Cash management is critical to any business. A cashrich firm can create value for shareholders by buying new assets, paying dividends and repaying short-term liabilities. The most commonly used ratio to analyse stocks is earnings per share (EPS), but it ignores the cash position of the company. This is listed in the income statement and is also termed as the basic EPS. However, basic EPS has limitations as it is based on net earnings, which can be easily inflated through adjustments to non-cash expenses (depreciation). Basic EPS is a vital constituent of the widely used PE ratio, so analysing firms through this alone can be misleading.

The deception caused by manipulated earnings can be overcome by considering basic EPS along with a variant called cash EPS. The cash EPS is calculated by dividing the operational cash flow of the firm by the number of outstanding shares. Some analysts also calculate it by adding depreciation and other intangible assets like goodwill and amortisation to the net profit, and then dividing the sum by the number of outstanding shares.

Valued Information
Cash EPS is derived from the cash flow statement of a company, which breaks up the cash flow into operating, financing and investing activities. Cash EPS gives the net result of the cash inflow and outflow of a company's daily operational activities. Cash flows are difficult to manipulate and, therefore, significant insights into a company’s affairs can be gained if we analyse the cash EPS and basic EPS.

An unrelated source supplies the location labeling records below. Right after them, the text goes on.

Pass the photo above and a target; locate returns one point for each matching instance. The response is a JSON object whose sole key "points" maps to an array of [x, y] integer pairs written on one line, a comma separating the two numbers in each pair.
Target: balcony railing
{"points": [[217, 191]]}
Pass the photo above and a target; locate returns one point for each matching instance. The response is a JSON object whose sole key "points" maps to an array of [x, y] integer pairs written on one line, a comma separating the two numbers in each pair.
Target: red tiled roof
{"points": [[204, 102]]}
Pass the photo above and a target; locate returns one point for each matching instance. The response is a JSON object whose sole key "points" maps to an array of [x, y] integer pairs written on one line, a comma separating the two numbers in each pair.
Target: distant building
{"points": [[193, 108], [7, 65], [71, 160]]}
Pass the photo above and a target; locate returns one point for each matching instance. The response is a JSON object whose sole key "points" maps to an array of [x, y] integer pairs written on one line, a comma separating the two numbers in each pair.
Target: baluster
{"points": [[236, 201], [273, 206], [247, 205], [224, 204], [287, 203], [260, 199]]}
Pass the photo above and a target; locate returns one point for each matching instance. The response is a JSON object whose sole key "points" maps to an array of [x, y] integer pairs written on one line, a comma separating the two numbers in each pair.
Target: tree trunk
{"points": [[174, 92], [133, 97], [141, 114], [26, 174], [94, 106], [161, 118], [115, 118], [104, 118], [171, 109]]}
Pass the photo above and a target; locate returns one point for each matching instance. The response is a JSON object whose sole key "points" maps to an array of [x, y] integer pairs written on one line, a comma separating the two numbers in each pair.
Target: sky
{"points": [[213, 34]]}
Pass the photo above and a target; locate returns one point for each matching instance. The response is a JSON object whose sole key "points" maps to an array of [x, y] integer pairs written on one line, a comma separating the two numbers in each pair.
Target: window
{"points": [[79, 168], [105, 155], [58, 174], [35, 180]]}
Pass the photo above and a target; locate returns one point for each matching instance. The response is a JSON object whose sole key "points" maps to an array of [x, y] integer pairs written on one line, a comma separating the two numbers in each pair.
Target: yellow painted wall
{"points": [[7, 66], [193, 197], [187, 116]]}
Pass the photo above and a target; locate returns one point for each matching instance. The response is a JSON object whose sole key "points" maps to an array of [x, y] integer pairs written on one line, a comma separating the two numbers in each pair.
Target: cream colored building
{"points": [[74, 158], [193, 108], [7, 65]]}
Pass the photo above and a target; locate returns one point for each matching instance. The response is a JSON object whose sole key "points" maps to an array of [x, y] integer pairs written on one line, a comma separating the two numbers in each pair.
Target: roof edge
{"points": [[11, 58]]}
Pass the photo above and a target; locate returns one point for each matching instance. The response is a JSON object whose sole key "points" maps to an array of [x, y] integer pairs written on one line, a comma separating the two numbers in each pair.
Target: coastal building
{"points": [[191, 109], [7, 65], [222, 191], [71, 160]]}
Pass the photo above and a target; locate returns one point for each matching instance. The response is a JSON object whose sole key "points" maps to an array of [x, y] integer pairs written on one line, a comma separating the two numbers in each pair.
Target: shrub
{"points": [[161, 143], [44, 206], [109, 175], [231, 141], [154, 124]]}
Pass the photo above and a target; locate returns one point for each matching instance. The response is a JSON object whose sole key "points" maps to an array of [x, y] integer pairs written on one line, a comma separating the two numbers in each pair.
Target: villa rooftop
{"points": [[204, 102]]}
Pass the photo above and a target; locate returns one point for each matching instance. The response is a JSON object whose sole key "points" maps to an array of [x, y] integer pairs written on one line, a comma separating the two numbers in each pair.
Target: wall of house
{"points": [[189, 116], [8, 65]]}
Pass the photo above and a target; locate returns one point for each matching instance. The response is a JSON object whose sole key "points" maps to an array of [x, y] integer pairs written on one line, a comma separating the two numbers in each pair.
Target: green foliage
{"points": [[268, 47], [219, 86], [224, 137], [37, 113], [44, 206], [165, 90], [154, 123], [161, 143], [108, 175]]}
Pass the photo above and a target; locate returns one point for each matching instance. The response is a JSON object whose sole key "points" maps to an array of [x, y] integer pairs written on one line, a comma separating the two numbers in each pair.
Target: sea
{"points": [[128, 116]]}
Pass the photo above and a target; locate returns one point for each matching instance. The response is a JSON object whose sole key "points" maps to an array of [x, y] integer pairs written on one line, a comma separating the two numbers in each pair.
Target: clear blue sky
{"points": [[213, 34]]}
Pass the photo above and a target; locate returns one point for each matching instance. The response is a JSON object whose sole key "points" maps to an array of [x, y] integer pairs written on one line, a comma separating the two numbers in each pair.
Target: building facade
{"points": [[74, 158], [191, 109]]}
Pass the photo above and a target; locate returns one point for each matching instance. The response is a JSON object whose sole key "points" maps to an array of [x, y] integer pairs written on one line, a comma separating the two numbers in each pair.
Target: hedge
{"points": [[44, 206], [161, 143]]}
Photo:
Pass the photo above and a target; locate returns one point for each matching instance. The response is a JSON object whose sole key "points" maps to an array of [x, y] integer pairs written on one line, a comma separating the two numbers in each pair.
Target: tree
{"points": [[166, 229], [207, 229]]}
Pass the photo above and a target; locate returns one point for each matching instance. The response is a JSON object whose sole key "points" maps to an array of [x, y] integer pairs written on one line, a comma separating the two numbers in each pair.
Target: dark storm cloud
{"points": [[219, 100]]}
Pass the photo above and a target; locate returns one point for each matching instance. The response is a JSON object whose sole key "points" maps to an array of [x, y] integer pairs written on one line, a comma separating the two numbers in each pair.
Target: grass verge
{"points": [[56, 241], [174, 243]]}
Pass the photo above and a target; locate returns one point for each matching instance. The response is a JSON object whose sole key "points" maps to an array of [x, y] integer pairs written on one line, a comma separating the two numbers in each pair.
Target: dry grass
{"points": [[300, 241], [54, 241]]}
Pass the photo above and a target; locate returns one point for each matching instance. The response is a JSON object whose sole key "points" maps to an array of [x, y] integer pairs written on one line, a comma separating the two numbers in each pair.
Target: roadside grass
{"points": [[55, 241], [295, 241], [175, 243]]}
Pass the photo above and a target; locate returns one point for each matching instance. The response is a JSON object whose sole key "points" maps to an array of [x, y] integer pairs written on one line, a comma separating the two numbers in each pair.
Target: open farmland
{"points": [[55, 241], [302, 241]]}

A positive cash EPS implies that the company has more operating cash inflow than outflow, though it does not necessarily mean that it is generating profits. However, if the cash EPS is consistently high, it indicates that the firm is producing excess operating cash after deducting expenses pertaining to sales. While the basic EPS and cash EPS should be analysed together, there could be divergences. One may be positive while the other could be negative. Investors need to be wary of companies which have a negative cash EPS.

When alarm bells should ring
For identifying a good company, the basic EPS and cash EPS should always be analysed over a period of time. A company is considered superior if its cash EPS is consistently higher than its basic EPS. On the other hand, an in-depth investigation is required for companies where the cash EPS is consistently lower than the basic EPS.

A cash EPS which is constantly negative is not a good sign. Investors need to be vigilant when a company's basic EPS is positive but its cash EPS is negative. The reasons for this divergence could be unsold inventory or high account receivables. Since there is always a risk of account receivables turning into bad debts, investors should be cautious if such a situation arises within a company.

On the other hand, investors need not worry if the basic EPS is negative as long as the cash EPS is positive. The negative basic EPS could be due to depreciation and other non-cash expenses.